Santé, action sanitaire et sociale
le 15/12/2022
Doriane PILARDDoriane PILARD

La prise en charge financière de l’accompagnant d’élève en situation de handicap (AESH) sur le temps de restauration scolaire

CAA Nantes, 15 février 2022, n° 20NT03661

Récemment, un jeune écolier lyonnais scolarisé au sein d’une unité localisée pour l’inclusion scolaire (ULIS) s’est vu exclure de la cantine à la suite d’une crise liée à ses troubles autistiques. Il a ainsi été privé de restauration scolaire pendant plusieurs jours pour la troisième fois en un an et contraint de déjeuner devant l’école[1]. Selon l’établissement scolaire, cette exclusion faisait suite au manque de personnel qualifié sur ce temps périscolaire pour accompagner cet élève en situation de handicap.

Si une solution a finalement été trouvée par la ville de Lyon grâce au recrutement d’un AESH permettant au jeune garçon de regagner la cantine, cette affaire ravive la problématique liée à la prise en charge financière de cette aide humaine sur le temps périscolaire : revient-elle à l’Etat ou à la collectivité territoriale qui organise le temps périscolaire ?

Pour rappel, selon l’article L. 131-13 du Code de l’éducation « l’inscription à la cantine des écoles primaires, lorsque ce service existe, est un droit pour tous les enfants scolarisés.
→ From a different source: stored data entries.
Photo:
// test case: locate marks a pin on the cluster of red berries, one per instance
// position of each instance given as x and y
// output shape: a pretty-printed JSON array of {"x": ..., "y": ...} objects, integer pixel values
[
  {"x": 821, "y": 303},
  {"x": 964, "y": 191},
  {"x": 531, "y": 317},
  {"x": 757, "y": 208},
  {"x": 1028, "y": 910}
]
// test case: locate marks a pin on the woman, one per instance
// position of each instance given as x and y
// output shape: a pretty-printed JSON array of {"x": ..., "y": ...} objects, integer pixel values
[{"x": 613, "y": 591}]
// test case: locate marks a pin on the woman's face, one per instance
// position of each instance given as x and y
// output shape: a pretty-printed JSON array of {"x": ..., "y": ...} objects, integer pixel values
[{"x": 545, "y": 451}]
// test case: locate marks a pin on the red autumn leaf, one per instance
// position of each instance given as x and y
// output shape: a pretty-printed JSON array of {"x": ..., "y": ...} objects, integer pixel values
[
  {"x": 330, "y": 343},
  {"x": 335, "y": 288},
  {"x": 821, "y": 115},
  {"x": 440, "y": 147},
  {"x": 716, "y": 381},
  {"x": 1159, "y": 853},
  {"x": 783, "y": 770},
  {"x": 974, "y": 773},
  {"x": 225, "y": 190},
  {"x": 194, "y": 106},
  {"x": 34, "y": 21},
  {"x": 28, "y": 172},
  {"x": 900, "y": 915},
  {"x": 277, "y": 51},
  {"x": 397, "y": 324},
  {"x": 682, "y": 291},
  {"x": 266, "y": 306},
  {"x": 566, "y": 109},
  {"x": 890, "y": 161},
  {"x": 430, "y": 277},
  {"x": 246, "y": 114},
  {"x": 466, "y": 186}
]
Il ne peut être établi aucune discrimination selon leur situation ou celle de leur famille ». Ainsi, une collectivité territoriale ne peut légalement refuser l’accès à un élève, hormis le cas où la capacité maximale d’accueil de ce service serait atteinte. En dehors de ce cas, une discrimination fondée sur le handicap serait constituée.

Bien que le Conseil d’Etat ait précisé en avril 2011[2] que la prise en charge financière par l’État des « AESH en milieu ordinaire n’est pas limitée aux interventions pendant le temps scolaire », la question de son financement dans le cadre périscolaire est à l’origine de certaines crispations entre les acteurs communaux, départementaux, régionaux et l’Etat, menant parfois à la non-exécution des décisions rendues par la maison départementale des personnes handicapées (MDPH) concernant l’accompagnement humain dans ce cadre[3].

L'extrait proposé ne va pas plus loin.